Inviting Parts of a Group to the Rehearsal Dinner

Soon your rehearsal dinner is gonna look like this.

Soon your rehearsal dinner is gonna look like this.

Dear Uncommon Courtesy,

For the rehearsal dinner the night before our wedding, we are planning inviting all our out-of-town guests. However, I have a large group of friends who I met while we all lived in the wedding location. Some of these friends have since moved away from the wedding location while some still live there. Is it okay to only invite the ones who now live out of town to the rehearsal and exclude the ones who still live in town, though they are part of the same set of friends?

Sincerely,

Not Wanting to Exclude

Official Etiquette

Officially, you don’t HAVE to have a rehearsal dinner and even if you do, traditionally you only have to invite your bridal party and immediate family. It is a nice gesture to invite out of town guests and it’s fine to draw clear lines if you can’t afford to host everyone.

Our Take

Jaya: My idea is that everyone can understand setting a hard line between people who had to travel and people in town. This isn’t a “we liked these 5 people more so we invited them” situation.

Victoria: Exactly. Although, I will bring up the point that if we are talking about 10 people out of town and 1 person in town….maybe at that point just bite the bullet and invite all of them. But if its a fairly even split, then yeah, people will understand. I am interested to know when this whole “invite the out of town people” thing started. And at what point it gets ridiculous. Like if 3/4 of your wedding list is at the rehearsal dinner….

Jaya: Yeahhhh, I mean, I think it has decent intentions. If people have traveled you want to make them feel welcome.

Victoria: Totally!

Jaya: And then I think it went to “all out of town family” which again, reasonable. And then all out of town everyone.
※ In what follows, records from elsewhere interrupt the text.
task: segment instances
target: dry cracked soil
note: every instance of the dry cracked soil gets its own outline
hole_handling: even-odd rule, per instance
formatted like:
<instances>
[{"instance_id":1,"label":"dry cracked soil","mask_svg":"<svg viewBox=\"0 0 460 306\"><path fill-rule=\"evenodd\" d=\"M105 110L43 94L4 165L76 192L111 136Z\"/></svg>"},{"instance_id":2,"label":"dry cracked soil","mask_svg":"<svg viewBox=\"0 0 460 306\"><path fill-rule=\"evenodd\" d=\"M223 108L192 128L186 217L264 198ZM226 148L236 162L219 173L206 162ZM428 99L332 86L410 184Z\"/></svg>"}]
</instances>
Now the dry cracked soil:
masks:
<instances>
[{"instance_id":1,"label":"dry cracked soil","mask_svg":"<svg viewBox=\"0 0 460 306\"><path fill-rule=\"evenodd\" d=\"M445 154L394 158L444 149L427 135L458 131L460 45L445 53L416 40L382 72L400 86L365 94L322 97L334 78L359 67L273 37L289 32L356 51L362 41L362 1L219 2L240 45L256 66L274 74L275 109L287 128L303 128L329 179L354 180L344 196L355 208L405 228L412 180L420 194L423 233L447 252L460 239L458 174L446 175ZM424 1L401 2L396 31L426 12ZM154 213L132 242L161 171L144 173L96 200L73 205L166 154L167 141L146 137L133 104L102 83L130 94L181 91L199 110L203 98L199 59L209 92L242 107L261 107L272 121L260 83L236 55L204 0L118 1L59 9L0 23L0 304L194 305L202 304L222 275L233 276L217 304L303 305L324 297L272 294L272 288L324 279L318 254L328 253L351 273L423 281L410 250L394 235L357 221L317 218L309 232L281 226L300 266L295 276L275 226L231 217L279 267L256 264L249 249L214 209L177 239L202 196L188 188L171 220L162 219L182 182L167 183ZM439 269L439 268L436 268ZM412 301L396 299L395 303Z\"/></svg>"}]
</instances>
Victoria: Haha yeah, I think so. My cousin got married in…..like 2008? And did not invite out of town family to the rehearsal and we were fine. I think maybe we arrived the morning of the wedding anyway. We will see if that holds true at our next family wedding this fall.

Jaya: Yeah, I also think it depends on where it is. Like, if you’re getting married in the middle of nowhere and there’s nothing to do, it’s nice to offer a fun dinner instead of your guests sitting around ordering room service in your weird suburban home town.

Victoria: Yesss!!! That’s a very good point.

Jaya: But sometimes I’ve gone to weddings in fun destination places and it’s like, quit it with the events, I want to explore! That’s a sad thing to measure, though. “Is your wedding destination boring as hell? If so, entertain people.”

Victoria: HAHAHA. I mean, you could just be practical about it….like, okay, our hotels are actually miles from any food and people didn’t bring cars, so let’s entertain them vs. we are downtown in a big, cultural city, people will be fine.

Jaya: Right.

Victoria: Or like, we decided to make everyone camp in the middle of the woods for four days so we are providing ALL the meals.